OK tried to install Office 2007 and got the above message. Nothing I have seen works. Anyone have a clue? Thanks

~Blondie


----------



## Rockn (Jul 29, 2001)

I am assuming there is already some sort of copy of Office on the computer already. Is this a full retail version or an upgrade version?


----------



## havasufem (Jun 14, 2011)

It's a full enterprise version. No there is only Microsoft Works on the computer now.


----------



## Rockn (Jul 29, 2001)

How are you running setup?

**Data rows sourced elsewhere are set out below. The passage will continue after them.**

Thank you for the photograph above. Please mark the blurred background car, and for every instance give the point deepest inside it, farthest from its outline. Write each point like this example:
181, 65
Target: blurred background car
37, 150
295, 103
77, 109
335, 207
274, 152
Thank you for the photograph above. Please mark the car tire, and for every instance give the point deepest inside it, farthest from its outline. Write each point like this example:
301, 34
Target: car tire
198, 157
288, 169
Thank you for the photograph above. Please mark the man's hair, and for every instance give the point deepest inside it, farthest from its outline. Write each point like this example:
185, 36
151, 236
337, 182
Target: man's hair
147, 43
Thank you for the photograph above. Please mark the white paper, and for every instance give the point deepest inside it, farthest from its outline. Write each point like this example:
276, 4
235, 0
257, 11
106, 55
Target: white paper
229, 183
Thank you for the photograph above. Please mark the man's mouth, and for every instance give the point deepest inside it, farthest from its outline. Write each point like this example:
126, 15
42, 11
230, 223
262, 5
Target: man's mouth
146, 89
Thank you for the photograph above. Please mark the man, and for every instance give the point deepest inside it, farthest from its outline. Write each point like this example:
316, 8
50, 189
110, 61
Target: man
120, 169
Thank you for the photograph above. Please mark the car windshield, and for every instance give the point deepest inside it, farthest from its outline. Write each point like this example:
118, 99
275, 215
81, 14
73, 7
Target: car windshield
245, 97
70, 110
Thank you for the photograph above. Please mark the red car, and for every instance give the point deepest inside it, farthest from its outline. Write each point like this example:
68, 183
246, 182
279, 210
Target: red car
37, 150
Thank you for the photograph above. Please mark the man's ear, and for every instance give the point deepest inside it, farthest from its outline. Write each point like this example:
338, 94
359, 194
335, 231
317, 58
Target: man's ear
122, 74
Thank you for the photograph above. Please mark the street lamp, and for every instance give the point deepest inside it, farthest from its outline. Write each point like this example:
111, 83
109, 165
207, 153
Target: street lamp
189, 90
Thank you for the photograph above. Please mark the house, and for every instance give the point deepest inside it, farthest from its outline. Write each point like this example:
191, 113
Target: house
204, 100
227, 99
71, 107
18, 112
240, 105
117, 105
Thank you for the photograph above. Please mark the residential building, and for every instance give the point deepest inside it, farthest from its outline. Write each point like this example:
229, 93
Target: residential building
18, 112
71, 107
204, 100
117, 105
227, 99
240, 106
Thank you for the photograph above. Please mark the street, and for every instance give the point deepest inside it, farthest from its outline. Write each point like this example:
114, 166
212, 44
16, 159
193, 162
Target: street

Are you letting it auto-run or going to setup in the root of the CD? Is this for home use?


----------



## havasufem (Jun 14, 2011)

Yes I go to school online..... I did an autorun and I also tried to copy that folder from CD to desktop and got an I/O error.


----------



## Rockn (Jul 29, 2001)

How did you get an enterprise version for home use?


----------



## havasufem (Jun 14, 2011)

It is what the school sent me.. Yeah Office Enterprise 2007 win 32 English Disk kit  I have 2010 too but can't locate it ATM. Grrrr


----------



## Rockn (Jul 29, 2001)

Just open Windows Explorer and navigate to the Proplus.ww folder and run setup from there.


----------



## havasufem (Jun 14, 2011)

OK I will try that after I get an answer to my Windows up/downgrade question. LOL


----------